We can conclude that there has been inflation since the base year if the GDP price index in the current year is

A) positive
B) equal to zero
C) less than 100
D) greater than 100
E) negative

D) greater than 100

Oh, there has definitely been some inflation happening if the GDP price index in the current year is greater than 100. It's kind of like when you go to the grocery store and suddenly your favorite bag of chips costs more than it did before. Inflation means prices are going up, and that's not always a good thing for our wallets. But hey, at least we have some extra funny money to laugh about!

To determine whether there has been inflation since the base year, we need to compare the GDP price index in the current year to the base year. Here's how we can get the answer:

1. Find the GDP price index in the current year: The GDP price index measures the average price level of goods and services in an economy relative to a base year. It is usually calculated by dividing the nominal GDP (current year) by the real GDP (base year) and multiplying by 100. Let's denote the GDP price index in the current year as CPI_current.

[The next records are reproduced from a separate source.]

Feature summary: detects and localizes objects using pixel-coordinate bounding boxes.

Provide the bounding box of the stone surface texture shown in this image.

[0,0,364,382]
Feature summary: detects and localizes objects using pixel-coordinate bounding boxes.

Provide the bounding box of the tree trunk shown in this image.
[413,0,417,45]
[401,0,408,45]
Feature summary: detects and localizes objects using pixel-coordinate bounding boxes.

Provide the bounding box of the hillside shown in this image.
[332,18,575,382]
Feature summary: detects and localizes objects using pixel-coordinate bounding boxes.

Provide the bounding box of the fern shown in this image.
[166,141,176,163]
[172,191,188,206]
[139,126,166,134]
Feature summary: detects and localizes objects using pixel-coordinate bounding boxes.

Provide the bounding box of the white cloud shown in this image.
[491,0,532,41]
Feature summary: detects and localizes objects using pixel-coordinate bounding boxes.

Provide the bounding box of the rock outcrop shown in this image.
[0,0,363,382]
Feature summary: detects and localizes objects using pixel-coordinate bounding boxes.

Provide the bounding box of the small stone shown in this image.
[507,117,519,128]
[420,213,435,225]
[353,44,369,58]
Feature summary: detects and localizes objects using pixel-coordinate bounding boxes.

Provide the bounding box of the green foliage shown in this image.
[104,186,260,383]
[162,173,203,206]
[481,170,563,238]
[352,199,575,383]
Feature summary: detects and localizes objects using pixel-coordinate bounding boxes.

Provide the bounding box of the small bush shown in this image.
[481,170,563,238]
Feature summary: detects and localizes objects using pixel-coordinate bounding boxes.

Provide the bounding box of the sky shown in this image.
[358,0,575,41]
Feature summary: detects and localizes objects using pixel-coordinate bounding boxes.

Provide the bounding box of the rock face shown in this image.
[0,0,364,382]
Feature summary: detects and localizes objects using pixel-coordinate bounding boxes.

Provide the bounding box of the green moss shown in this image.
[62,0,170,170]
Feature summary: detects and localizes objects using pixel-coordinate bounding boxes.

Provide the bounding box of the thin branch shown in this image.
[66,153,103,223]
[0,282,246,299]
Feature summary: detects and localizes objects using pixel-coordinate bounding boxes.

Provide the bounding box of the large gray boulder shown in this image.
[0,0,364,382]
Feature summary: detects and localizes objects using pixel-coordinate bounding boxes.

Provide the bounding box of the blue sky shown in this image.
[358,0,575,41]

2. Compare CPI_current to 100: The base year index level is set at 100. If CPI_current is greater than 100, it means prices have increased since the base year, indicating inflation. If CPI_current is less than 100, it means prices have decreased, indicating deflation. If CPI_current is equal to 100, it means prices have remained the same, indicating no inflation or deflation.

Based on these steps, we can conclude that there has been inflation since the base year if the GDP price index in the current year is greater than 100. Therefore, the correct answer is option D) greater than 100.